Yeşilliği ve şelaleleriyle "Gurs Vadisi" olarak bilinen bölgedeki kırsal 300 haneli Yüceli Mahallesi'nde ikamet eden 20 yaşındaki Emin Gökçen, evinin önünde duran bir ailenin susamasına rağmen su istemekten çekindiklerini fark etti.
Bunun üzerine evinden getirdiğini suyu aileye ikram eden Gökçen, benzer durumları önlemek amacıyla evinin kapısına "Acıkmış veya susamışsan çal kapıyı" yazdı.
Gökçen, AA muhabirine, köyde ailece çiftçilik yaparak geçimlerini sağladıklarını anlattı.
Mardin'in misafirperverliğiyle ön planda olduğunu aktaran Gökçen, yörede herkesin her koşulda misafir ağırlayacağını söyledi.

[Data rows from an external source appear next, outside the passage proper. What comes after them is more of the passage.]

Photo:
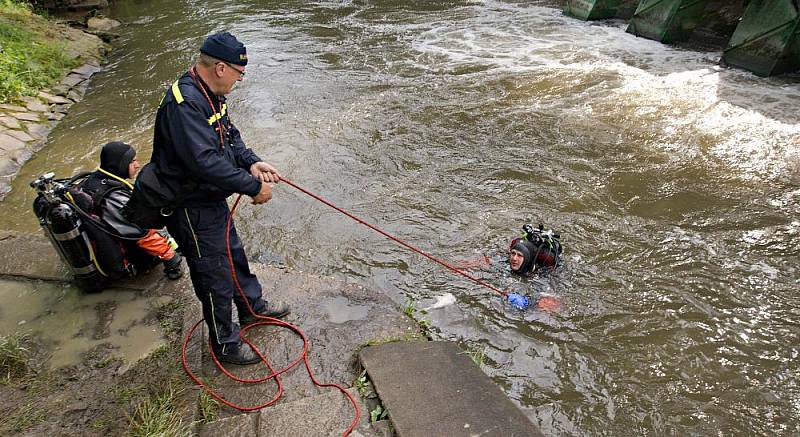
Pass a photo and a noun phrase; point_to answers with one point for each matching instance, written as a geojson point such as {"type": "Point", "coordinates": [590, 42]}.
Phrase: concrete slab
{"type": "Point", "coordinates": [337, 318]}
{"type": "Point", "coordinates": [39, 130]}
{"type": "Point", "coordinates": [86, 70]}
{"type": "Point", "coordinates": [12, 108]}
{"type": "Point", "coordinates": [73, 79]}
{"type": "Point", "coordinates": [36, 105]}
{"type": "Point", "coordinates": [434, 389]}
{"type": "Point", "coordinates": [10, 142]}
{"type": "Point", "coordinates": [25, 116]}
{"type": "Point", "coordinates": [236, 426]}
{"type": "Point", "coordinates": [328, 414]}
{"type": "Point", "coordinates": [53, 99]}
{"type": "Point", "coordinates": [10, 122]}
{"type": "Point", "coordinates": [20, 135]}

Bir süre önce evlerinin önünde durup su istemekten çekinen aileyi fark ettiğini dile getiren Gökçen, "Susamışlardı ama bizden su istemeye utanıyorlardı. Annem durumu fark edince onlara su götürdük. Daha sonra insanların çekinmemesi için kapıya yazı yazmaya karar verdik. Kapımız herkese açık. Herkes paylaşırsa dünya çok güzelleşecek. Biz de elimizden geleni yapıyoruz. " ifadelerini kullandı.
- "SADECE BİZİM DEĞİL BÜTÜN YÖRE HALKININ KAPISI AÇIK"
Gökçen, bu duyarlığının kendilerine özgü olmadığını bölgedeki herkesin aynı hassasiyeti taşındığını dile getirerek, şöyle konuştu:
"Sadece bizim değil bütün yöre halkının kapısı açık. Mardin'de hangi kapıyı çalarsanız çalın, size kapıyı açar ve kendileri ne yiyorsa aynısını ikram ederler. Bir kuş sütü eksik bir sofra kuramam belki ama elimizdeki bir parça ekmek dahi olsa paylaşmaya hazırız."
Kapıya yazdığı yazının ardından önce tuhaf karşılandığını ardından da takdir edilmeye başlandığını aktaran Gökçen, şunları aktardı:
"Yazı yazıktan sonra su yemek yerine başka şeyler de isteyenler oluyor. Geçen bir araba durdu. Bahçedeki ağacımızdan dut istediler. Buyurun dedik. Başta kendi ailem olmak üzere herkes yazıyı tuhaf karşıladı. Daha sonra ise benimle gurur duydular. Bu beni mutlu etti."
- "SOFRAMIZDA BİR MİSAFİR OLURSA ÇOK SEVİNİRİZ"
Emin Gökçen’in babası İbrahim Gökçen de davranışı dolayısıyla oğluyla gurur duyduğunu söyledi.
Bunun herkese örnek olmasını isteyen Gökçen, "Ben de her zaman bir insanı doyurmak ve susuzluğunu gidermek isterim ama böyle bir yazı yazmak aklıma gelmedi. İyi ki yazdı. Herkesi soframıza davet ediyorum. Bizim fazla verebileceğimiz bir şey yok. Ne yesek onu verebiliriz. Soframızda bir misafir olursa çok seviniriz." dedi.